Two of the hottest areas of scientific discussion these days are computational science, the intersection between computer science and other sciences, and systems biology, the effort to decipher the code of the human genome.
Andrew Phillips gets to work in both.
Phillips, a scientist who works for Microsoft Research Cambridge, is working with stochastic pi-calculus, a programming language particularly applicable to biological systems.
“There’s been a lot of research in computer science on programming-language theory,” Phillips says, “and a lot of that can be applied to biological modeling.”
The stakes are large. The products of that modeling could provide insights into how biological systems work, and those insights could help in understanding and curing diseases.
One case study on which Phillips is working—one that led to him receiving a couple of recent Medical Research Council grants in collaboration with the United Kingdom’s University of Southampton—involves the simulation of a model of the immune system that scans for the presence of harmful substances inside a cell, much as a computer anti-virus program does.
Such similarities are what led to Phillips’ approach.
“In many ways,” he says, “biological systems are like massively parallel, highly complex, error-prone computer systems.”
One of the approaches taken in the study of systems biology is to build detailed models of systems on a computer and then test such models in a lab environment. Biologists can simulate a range of experiments, explore the most promising, and save precious time and money in the process.
Phillips got involved in this research a couple of years ago. He had worked at Microsoft Research Cambridge as both an intern and a post-doctoral researcher, and he began collaborating with Luca Cardelli, a principal researcher in the Cambridge lab. Things began to blossom from there.
To build biological models, they determined, they needed suitable tools, ones that could scale to large, complex systems.
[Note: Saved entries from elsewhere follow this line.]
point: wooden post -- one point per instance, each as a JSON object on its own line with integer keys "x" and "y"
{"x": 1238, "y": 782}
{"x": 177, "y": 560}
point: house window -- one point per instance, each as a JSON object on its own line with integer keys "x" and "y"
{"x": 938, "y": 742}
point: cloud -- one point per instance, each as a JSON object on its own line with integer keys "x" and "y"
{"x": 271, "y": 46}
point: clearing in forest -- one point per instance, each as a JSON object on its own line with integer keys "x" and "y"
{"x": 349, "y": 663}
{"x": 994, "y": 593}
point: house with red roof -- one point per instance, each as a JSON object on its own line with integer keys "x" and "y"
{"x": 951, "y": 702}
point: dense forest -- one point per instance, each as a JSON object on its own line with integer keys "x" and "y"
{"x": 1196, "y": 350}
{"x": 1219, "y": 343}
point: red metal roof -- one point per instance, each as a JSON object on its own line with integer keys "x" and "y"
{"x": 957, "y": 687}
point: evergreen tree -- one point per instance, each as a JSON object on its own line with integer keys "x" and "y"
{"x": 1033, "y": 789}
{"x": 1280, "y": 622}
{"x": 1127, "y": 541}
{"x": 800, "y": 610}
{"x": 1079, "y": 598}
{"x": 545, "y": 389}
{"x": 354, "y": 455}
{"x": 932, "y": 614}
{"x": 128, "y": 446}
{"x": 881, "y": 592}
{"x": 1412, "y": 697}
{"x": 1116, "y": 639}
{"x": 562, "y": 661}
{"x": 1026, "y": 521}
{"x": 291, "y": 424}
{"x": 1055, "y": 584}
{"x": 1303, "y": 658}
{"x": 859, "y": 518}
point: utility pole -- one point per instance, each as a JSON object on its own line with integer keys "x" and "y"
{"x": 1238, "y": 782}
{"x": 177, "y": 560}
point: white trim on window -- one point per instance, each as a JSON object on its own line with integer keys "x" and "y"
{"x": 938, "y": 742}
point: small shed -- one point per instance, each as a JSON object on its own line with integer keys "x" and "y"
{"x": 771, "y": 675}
One such tool, they thought, could be a biological programming language.
Plenty of work has been done over the years in designing programming languages suitable for complex, parallel computer systems, not dissimilar to biological systems, and one such language is the stochastic pi-calculus. Phillips’ project builds upon work done at Israel’s Weizmann Institute of Science.
“Because it’s a language,” Phillips says, “you have all the tools associated with a language. And because it’s a mathematical language, you want to be able to do analysis on models, which could be useful for designing biological systems.”
Similarities between complex, parallel systems, computer or biological, raise a couple of interesting challenges.
In some ways, research into the intensely parallel nature of biological systems, in which multiple interactions can occur simultaneously, is pushing the boundaries of concurrent programming, increasingly important as multicore processors move into the mainstream.
Meanwhile, to cope with systems so complex they become unwieldy to analyze, Phillips is using a modular technique, common in computer-systems analysis, that enables new components to be described separately and modified individually without changing the rest of the system.
Modules have become indispensable in computer programming and could have a similar effect on biological modeling.
“You can refine one module without changing all the rest of the system,” Phillips says, “whereas before, everything was kind of interlaced, and it was difficult to extract the behavior of a particular protein. Here, you can say, ‘Let me refine this,’ and then refine it again. That’s the power of modular programming.”
Perhaps so, but biologists, busy working within their own discipline, aren’t likely to have time to comb through the latest advances in computer science in a search for similarities. So Phillips chose to make it easy for them.
One project on which he worked involved developing a graphical representation for the stochastic pi-calculus that would make it more accessible. He and Cardelli, in collaboration with Giuseppe Castagna in Paris, defined a graphical calculus and a graphical execution model that enables graphical and textual representations to be used interchangeably.
“The biologist does not have to write program code, just draw pictures,” Phillips says. “And when the code is executed, you have a graphical execution model.”
More assistance came via the development of a simulation algorithm. Once proved correct, the algorithm was incorporated into functional program code, resulting in the Stochastic Pi Machine (SPiM), available for download. The simulator was written in F#, the premier functional programming language for .NET, providing rapid implementation.
“We’ve done the first provably correct simulation algorithm for this,” Phillips notes, “which is very important if you want to get accurate simulation results.”
Pharmaceutical companies are intensely interested in this work. Biological modeling would be of great help in developing and testing drugs and detecting problems with them before they are released to the public.
“Your immune system is like an information-processing system,” Phillips says, “and it works like a program. If you want to design something to perform a specific function, you need to have the design tools to do that.”
More work remains, of course. Phillips is looking ahead to 3-D visualizations that could enable scientists to see systems evolve dynamically; more robust prototypes; and, through his Medical Research Council grants with the University of Southampton, “making a contribution to medical research.”
Phillips, you see, takes this eScience stuff seriously.
“Working with biologists,” he says, “we get great feedback on what they like and what they don’t like, so we know we’re on the right track.
“Computer scientists tend to focus on the computer science and not really worry about how other sciences perceive things or how other disciplines are able to use their results. So being able to bridge that gap … I’m quite happy.”